La scoperta è avvenuta durante i lavori di consolidamento dei muraglioni del lungomare, all'altezza di largo Gancia. Qui, sottoterra, sono impegnati i tecnici dell'ufficio speciale a Ortigia, coordinati dall'assessore Ferdinando Messina, e gli archeologi della Soprintendenza diretti da Lorenzo Guzzardi. Ed è proprio lui che sta seguendo le delicate operazioni sotterranee che hanno rinvenuto un cunicolo, in parte naturale e in parte lavorato dall'uomo, databile all'epoca tarda, forse nello stesso periodo in cui vennero costruite le mura spagnole. 

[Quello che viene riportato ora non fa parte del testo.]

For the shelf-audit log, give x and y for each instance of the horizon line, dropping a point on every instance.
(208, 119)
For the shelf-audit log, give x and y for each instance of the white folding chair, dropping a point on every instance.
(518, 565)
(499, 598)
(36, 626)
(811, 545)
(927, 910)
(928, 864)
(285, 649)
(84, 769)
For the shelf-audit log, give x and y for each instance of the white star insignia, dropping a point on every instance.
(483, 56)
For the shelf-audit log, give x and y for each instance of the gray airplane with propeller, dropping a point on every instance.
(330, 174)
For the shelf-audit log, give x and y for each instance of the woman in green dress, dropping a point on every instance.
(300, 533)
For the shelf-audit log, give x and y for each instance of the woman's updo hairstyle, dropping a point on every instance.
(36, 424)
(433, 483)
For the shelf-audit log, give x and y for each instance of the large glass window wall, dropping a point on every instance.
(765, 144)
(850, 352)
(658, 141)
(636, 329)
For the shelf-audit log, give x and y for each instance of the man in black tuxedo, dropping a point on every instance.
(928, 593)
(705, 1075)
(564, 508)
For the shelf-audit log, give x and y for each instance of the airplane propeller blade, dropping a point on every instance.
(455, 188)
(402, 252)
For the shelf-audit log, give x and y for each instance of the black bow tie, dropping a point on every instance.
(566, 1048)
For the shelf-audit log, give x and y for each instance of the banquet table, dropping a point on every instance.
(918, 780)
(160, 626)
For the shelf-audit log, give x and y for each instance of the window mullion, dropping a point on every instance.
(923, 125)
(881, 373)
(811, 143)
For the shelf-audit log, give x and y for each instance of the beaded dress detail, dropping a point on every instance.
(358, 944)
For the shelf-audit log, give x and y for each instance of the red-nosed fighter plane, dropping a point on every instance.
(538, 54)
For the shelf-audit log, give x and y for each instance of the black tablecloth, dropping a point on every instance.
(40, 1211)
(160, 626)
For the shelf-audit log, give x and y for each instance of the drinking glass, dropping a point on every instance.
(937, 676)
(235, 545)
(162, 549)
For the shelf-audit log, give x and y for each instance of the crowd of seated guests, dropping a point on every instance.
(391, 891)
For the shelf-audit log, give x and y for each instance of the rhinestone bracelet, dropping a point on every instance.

L'ipogeo che si trova sulla fascia costiera era un luogo di accesso e una via di uscita in caso di emergenza. Per il suo consolidamento i tecnici stanno utilizzando pilastri la cui disposizione deve tutelare i resti archeologici, come sta controllando la Soprintendenza. «Nell'ambito di questi lavori - afferma Lorenzo Guzzardi - abbiamo trovato un cunicolo alto 1,80 metri, ma con ancora 30 centimetri interrati, e ampio circa 90 centimetri, pieno di decine di vasi quasi interi e contenitori smaltati in ceramica di produzione siciliana. Si tratta di ceramiche utilizzate per contenere acqua». 
Probabilmente, poichè la zona era accessibile dalla costa questo cunicolo era utilizzato dai pescatori che potevano accedervi per bere acqua potabile. Qui, infatti, è stato anche scoperto un acquedotto di adduzione della falda freatica, cosiddetto di drenaggio, per circa 50 metri che si interrompe all'improvviso per un crollo. «L'acquedotto è ubicato verso il complesso San Domenico - prosegue l'archeologo Guzzardi - e quindi occorrerà definire la pianta per capire la rete dei cunicoli di Ortigia, le caratteristiche tipologiche». Secondo i primi rilevamenti, il cunicolo appartiene all'età medievale (ultima fase del 500 o forse 600), come si evince dai confronti con luoghi per le lucerne rinvenuti in più nicchie. «Le caratteristiche - dice Guzzardi -, dunque la forma e le misure, ci riportano ai Qanat palermitani: quei cunicoli con stessa funzione che sono dislocati sotto tutta la città e risalgono all'età araba».